If I wrecked my shoulder when I was a kid, I would have been told to ice it, then probably do some light lifting and stretching until I strengthened it. That's not the way we do things today. We over-examine everything. From shoulders to pixels.
Some weeks or months ago when the copywriter Julian Koenig died (I wrote about it here) I discovered that his eponymous agency Papert Koenig Lois published a hard-bound book at the end of each year that featured that year's work. They were titled, laconically, "Papert Koenig Lois: The First Year" and "Papert Koenig Lois: The Second Year."
I ordered, eagerly, the books and have them now. Two things or three strike me.
First, for a relatively small, upstart agency, they produced a boat load of work each year.
Second, they probably didn't half produce double the work and test their way into running what ran. If what they produced didn't work, they yanked it and produced something else. Until what they produced did work.
Third, most of the work, with stylistic updating could run and could be effective today.
Years ago I blurted a line that I think is germane today. "We keep idiot-proofing our work. They keep making better idiots." By that I mean if your "remit" is to keep finding things "wrong" with an ad or a communication, you will eventually "correct that communication to death."
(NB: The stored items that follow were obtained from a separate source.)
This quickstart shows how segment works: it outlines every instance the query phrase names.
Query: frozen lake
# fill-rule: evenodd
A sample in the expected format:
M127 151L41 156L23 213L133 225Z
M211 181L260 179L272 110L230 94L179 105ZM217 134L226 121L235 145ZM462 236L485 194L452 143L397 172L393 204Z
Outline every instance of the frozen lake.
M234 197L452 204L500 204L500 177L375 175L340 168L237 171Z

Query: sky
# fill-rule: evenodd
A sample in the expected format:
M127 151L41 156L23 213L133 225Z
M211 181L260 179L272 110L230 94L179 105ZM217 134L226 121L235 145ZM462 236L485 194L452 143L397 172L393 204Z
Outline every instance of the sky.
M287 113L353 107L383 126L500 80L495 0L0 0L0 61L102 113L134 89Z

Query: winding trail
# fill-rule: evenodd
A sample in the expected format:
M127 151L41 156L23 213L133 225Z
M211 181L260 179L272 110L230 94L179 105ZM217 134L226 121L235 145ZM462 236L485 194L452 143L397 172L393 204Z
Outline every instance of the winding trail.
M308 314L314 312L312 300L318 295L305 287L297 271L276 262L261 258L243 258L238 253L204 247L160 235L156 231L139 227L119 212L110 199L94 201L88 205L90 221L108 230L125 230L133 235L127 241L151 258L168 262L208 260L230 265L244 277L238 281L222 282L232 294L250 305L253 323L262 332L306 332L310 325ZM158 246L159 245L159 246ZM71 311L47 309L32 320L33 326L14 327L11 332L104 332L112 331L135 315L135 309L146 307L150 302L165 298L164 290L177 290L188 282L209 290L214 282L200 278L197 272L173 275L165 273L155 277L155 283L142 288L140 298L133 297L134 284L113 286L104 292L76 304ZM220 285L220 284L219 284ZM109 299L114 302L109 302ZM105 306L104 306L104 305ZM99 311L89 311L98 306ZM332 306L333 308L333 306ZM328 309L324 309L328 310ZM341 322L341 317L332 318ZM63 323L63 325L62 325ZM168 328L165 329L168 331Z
I think that's the case with most ads, most communication, most human intercourse.
It's all so overwrought as to be practically useless.
I started my career working at the in-house advertising agency at Bloomingdale's. And I spent five long and labor-intensive years shepherding the retail account of what at the time was New York's largest retail bank.
I pretty much wrote an ad a day.
If Bloomingdale's rug department was crowded, I wrote a good ad. If it were empty, I had to write a new one.
We are much more sophisticated today in our measurement and analytics. We can tell that our ads are performing under norms of left-handed one-legged dog lovers with Libertarian leanings. We chuck all that data into the great data Cuisinart and harrumph in meetings and talk endlessly about it over bad coffee and worse spread sheets.
It's wrong.
It isn't helpful.
But, I suppose, we can tell our mothers how smart we are.
(We'd all be a little better off if we were a little dumber.)